Alors que les jeunes et de larges sections de la classe ouvrière font grève contre le régime algérien, à travers le monde des Algériens se mobilisent pour témoigner de leur solidarité. Dimanche, des manifestations se sont déroulées à nouveau à Paris et à Marseille, alors que la semaine dernière une autre manifestation s’était déroulée à Montréal, au Québec.

Les reporters du WSWS ont interviewé des manifestants à Paris, où 10.000 personnes s’étaient rassemblées place de la République. Ils exigeaient non seulement que le président Abdelaziz Bouteflika renonce à un 5e mandat, mais aussi le renversement du régime algérien et une profonde transformation sociale. Presque 60 ans après que la guerre d’Algérie a mis fin au régime colonial français en 1962, et qu’un régime capitaliste algérien installé au pouvoir a promis d’instaurer le socialisme, la faillite de ces promesses se fait très largement sentir.

vue sur la manifestation parisienne depuis la statue de la République

Le WSWS a interviewé Ali, un ingénieur à Bouygues, qui a expliqué: «On est tous là, tous les Algériens sont mobilisés aujourd’hui en fait contre le régime, contre le système qui contrôle en fait l’Algérie depuis plus de cinquante ans. En fait on n’est pas seulement contre le cinquième mandat, mais on est contre le système, le régime. … Aujourd’hui on est français, on est algériens aussi, on restera toujours algériens et français, on est là pour donner notre soutien au peuple algérien.»

Ali a souligné que les grèves et les mobilisations en Algérie, comme les mobilisations des «gilets jaunes» en France, faisaient partie d’un réveil international des travailleurs: «On sait très bien que tous les régimes actuels sont des régimes qui essayent d’enrichir les riches et d’appauvrir les gens pauvres.»

Il a ajouté, «On sait très bien qu’il y a des Français aujourd’hui qui n’arrivent pas à vivre avec le SMIC ou avec leurs retraites. Donc il faut penser à tout le monde et être ensemble dans cette lutte contre les régimes actuels.»

Ali a aussi souligné la vaste déception des masses avec le régimé du Front de libération national (FLN) en Algérie: «Malheureusement, au fil de la guerre, il y avait des éliminations, des assassinats, et c’est clair qu’après l’indépendance il ne restait que des gens corrompus. Ça a commencé avec Ben Bella et Boumédiène, ils étaient des gens qui aimaient l’Algérie mais pour moi, c’étaient des dictateurs en fait. Donc voilà, depuis 1962, on est toujours dans le chaos et jusqu’à aujourd’hui, on n’arrive pas à construire un pays. … On va essayer de recommencer à zéro parce que pour le moment, rien n’a été construit depuis l’indépendance.»

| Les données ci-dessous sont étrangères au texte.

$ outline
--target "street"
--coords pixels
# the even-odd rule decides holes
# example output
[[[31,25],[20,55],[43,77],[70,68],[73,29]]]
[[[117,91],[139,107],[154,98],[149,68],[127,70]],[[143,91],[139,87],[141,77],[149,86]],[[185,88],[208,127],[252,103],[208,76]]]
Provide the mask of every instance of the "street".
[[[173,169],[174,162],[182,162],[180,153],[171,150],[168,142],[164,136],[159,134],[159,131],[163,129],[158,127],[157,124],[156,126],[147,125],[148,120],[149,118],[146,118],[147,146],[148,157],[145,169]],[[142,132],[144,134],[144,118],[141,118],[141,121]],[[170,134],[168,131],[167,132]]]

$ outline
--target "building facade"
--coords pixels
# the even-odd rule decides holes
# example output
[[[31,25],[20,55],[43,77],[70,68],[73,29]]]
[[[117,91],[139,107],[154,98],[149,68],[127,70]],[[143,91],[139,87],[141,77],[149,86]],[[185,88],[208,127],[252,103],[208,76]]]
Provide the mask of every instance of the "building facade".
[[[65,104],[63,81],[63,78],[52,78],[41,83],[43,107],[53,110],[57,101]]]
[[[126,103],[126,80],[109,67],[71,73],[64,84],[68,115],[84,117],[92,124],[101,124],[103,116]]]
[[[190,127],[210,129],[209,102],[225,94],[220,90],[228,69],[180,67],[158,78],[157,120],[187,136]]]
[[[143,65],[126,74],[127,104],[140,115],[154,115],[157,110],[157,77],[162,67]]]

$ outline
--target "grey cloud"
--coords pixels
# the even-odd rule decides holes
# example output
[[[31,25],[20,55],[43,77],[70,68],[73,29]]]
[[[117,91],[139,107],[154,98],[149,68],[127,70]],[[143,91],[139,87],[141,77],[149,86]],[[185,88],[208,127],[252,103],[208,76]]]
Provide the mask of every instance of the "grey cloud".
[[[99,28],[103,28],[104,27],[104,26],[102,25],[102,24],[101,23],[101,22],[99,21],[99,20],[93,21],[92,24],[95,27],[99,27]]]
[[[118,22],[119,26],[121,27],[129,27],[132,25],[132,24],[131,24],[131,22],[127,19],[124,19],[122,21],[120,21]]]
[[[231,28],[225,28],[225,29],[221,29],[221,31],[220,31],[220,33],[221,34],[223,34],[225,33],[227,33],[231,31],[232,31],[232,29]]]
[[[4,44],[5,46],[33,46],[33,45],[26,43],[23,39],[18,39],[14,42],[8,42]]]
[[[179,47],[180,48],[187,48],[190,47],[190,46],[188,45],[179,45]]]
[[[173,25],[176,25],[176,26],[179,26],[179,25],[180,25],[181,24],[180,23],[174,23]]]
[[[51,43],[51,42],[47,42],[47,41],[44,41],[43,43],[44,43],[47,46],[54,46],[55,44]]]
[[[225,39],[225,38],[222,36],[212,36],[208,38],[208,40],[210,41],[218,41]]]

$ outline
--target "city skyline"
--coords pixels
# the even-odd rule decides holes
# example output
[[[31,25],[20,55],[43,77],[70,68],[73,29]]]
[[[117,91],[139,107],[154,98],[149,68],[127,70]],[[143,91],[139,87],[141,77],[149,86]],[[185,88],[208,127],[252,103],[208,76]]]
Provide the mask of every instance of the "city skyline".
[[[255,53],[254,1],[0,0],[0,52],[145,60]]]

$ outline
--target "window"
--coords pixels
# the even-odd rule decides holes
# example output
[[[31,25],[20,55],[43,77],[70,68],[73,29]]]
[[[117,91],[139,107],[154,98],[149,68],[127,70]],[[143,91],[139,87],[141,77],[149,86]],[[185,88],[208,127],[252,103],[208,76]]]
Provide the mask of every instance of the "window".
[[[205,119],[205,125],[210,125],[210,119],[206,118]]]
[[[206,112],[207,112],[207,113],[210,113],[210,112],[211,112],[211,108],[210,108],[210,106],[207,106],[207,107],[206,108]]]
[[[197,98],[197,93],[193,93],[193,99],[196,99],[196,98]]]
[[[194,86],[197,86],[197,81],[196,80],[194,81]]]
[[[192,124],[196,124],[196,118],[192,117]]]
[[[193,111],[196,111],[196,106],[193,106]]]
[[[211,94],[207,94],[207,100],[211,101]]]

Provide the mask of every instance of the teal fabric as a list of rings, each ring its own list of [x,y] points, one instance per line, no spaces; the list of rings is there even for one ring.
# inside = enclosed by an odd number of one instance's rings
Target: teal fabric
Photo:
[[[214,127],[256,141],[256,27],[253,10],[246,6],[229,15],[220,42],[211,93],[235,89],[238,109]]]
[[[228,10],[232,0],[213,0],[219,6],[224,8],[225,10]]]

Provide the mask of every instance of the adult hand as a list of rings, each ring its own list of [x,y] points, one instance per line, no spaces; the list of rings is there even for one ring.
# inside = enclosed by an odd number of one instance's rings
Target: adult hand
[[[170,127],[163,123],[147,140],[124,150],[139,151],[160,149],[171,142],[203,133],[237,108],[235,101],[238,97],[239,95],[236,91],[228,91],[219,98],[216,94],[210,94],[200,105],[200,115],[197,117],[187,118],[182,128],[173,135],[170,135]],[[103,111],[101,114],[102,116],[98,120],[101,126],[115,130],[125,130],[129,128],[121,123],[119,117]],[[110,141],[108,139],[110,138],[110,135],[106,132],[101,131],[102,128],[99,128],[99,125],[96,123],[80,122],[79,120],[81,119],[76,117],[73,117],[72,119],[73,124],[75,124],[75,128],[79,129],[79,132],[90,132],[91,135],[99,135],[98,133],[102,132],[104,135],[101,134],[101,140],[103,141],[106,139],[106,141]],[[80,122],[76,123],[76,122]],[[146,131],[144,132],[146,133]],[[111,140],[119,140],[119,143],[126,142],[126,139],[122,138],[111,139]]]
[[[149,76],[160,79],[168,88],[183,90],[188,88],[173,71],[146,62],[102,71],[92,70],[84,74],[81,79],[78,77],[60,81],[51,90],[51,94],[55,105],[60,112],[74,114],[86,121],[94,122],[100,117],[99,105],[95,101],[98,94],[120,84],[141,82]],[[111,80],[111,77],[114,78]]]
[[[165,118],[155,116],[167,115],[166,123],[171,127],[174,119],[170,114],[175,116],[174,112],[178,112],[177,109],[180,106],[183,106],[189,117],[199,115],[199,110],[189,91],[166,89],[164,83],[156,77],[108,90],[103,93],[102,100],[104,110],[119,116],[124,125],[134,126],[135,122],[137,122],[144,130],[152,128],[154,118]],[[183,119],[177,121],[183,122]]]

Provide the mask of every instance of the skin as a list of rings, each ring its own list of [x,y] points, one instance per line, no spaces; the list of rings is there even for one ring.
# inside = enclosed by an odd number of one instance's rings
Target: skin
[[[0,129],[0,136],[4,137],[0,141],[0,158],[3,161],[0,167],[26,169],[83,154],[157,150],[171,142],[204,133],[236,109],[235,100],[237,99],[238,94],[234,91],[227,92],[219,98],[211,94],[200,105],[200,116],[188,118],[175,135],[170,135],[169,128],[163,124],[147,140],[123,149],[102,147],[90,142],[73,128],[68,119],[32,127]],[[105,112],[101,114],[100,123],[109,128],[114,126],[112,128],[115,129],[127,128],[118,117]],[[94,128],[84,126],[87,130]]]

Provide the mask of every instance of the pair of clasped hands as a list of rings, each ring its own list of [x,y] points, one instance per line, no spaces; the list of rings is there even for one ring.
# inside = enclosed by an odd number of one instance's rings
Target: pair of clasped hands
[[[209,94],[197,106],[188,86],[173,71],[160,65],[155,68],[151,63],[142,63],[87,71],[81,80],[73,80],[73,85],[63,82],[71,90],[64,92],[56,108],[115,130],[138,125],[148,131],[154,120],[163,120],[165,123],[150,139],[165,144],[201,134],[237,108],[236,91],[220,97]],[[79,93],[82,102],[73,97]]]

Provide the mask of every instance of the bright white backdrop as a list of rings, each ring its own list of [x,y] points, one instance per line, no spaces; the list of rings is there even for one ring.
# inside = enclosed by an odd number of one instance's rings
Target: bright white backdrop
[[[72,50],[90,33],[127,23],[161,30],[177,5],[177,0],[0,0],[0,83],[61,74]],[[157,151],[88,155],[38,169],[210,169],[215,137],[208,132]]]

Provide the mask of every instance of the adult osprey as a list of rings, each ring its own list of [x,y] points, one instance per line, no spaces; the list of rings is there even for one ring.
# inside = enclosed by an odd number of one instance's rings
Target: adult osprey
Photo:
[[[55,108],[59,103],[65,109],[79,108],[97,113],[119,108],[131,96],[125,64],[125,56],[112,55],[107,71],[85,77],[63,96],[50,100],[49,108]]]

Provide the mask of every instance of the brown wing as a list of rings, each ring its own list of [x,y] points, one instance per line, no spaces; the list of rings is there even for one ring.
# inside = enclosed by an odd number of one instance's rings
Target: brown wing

Le WSWS a aussi interviewé Samir, un travailleur algérien à Paris. Il a expliqué, «Aujourd’hui je suis là pour soutenir mes frères algériens dans leur lutte contre ce système corrompu: Bouteflika et son parti, le FLN. On aimerait voir déraciner complètement ce système, parce que le problème au fond ce n’est pas Bouteflika, le problème c’est le système Bouteflika.»

Samir a souligné que le pouvoir foule systématiquement aux pieds des intérêts des travailleurs en Algérie. Interrogé pour savoir si les syndicats algériens protègent les salariés, il a répondu: «Non, non, surtout il y a des corrompus. … Ce système est ancré en France où le peuple français ne se sent pas représenté par les syndicats, en Algérie aussi, avec un niveau plus élevé de sentiment de non-reconnaissance par rapport aux syndicats. C’est quelque chose qu’on connaît en France, c’est similaire en Algérie mais on va dire à un degré plus elevé.»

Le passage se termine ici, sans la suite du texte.